What you want from such poor airflow "design" when internal temperature of the H2k is 60+ C while maximum working temp for the drive is 50 C.


----------



## Ren (Aug 13, 2012)

P Smith said:


> What you want from such poor airflow "design" when internal temperature of the H2k is 60+ C while maximum working temp for the drive is 50 C.


I've read the other thread where this seems to be a heated topic of discussion.  I will add that my Hopper is about 10" away from the floor vent so it receives plenty of extra cooling. Every time it freezes I always feel of it to see if it seems hot. It's occasionally a little on the warm side, but never seems to be any warmer than anything else. Heck, my cell phone gets hotter than the Hopper when I use the GPS for a while. So "I" wouldn't describe it as hot. It has its own, open shelf with nothing on top of it or below it. I wouldn't rule heat out though. Just because it doesn't feel to be hot on the outside I guess doesn't mean that it's not running too hot for its own good.


----------



## P Smith (Jul 25, 2002)

You should see internal logs, what will tell you the internal temperature; I have seen +50... +52 C inside the DVR.


----------



## RasputinAXP (Jan 23, 2008)

Ren said:


> I've read the other thread where this seems to be a heated topic of discussion.

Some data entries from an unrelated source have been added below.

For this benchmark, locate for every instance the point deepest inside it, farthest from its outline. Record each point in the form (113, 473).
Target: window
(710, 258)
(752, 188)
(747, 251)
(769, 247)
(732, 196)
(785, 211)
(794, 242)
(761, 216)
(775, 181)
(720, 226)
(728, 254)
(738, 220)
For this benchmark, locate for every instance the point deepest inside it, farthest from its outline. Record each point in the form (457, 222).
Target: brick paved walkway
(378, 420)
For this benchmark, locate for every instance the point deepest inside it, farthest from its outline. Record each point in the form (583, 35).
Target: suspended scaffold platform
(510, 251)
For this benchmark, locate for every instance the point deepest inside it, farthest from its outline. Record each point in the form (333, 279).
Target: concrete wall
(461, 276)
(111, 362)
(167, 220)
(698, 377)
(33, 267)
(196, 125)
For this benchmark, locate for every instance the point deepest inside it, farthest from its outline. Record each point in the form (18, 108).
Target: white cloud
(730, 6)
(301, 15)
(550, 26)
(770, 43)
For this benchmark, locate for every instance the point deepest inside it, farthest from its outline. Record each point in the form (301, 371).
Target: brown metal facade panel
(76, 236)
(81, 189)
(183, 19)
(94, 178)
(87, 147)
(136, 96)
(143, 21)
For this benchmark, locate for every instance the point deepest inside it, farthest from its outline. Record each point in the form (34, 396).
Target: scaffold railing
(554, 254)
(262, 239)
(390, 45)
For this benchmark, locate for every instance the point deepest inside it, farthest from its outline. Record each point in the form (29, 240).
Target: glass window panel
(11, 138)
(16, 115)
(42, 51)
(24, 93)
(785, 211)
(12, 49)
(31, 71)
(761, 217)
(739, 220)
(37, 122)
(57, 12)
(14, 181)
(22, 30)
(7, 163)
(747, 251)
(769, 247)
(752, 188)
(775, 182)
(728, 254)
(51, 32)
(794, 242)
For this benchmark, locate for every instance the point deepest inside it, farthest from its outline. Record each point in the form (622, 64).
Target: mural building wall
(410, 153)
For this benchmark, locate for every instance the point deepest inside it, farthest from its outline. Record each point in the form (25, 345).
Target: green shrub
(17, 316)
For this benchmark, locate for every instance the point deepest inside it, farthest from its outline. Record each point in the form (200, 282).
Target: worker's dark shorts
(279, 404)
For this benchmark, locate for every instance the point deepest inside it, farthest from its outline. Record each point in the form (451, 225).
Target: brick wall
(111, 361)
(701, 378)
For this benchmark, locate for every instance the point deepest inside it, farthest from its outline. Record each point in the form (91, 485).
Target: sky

Same thing happened to my 922: drive went, then after a few days of 'rest' it spun back up. It let me get a bunch of stuff off before my replacement showed up.


----------



## jerry downing (Mar 7, 2004)

P Smith said:


> You should see internal logs, what will tell you the internal temperature; I have seen +50... +52 C inside the DVR.


How do I access internal logs?


----------



## 3HaloODST (Aug 9, 2010)

jerry downing said:


> How do I access internal logs?


Those are accessed by opening up the Hopper, hooking the Hopper HDD to a PC, booting Linux, and snooping around  .


----------



## P Smith (Jul 25, 2002)

3HaloODST said:


> Those are accessed by opening up the Hopper, hooking the Hopper HDD to a PC, booting Linux, and snooping around  .


Nice ! I'd like your attitude ! 

It's just gathering key information, why you presented it miserable as "snooping" .


----------



## 3HaloODST (Aug 9, 2010)

No real meaning to the phrasing, just poking fun :hurah: .


----------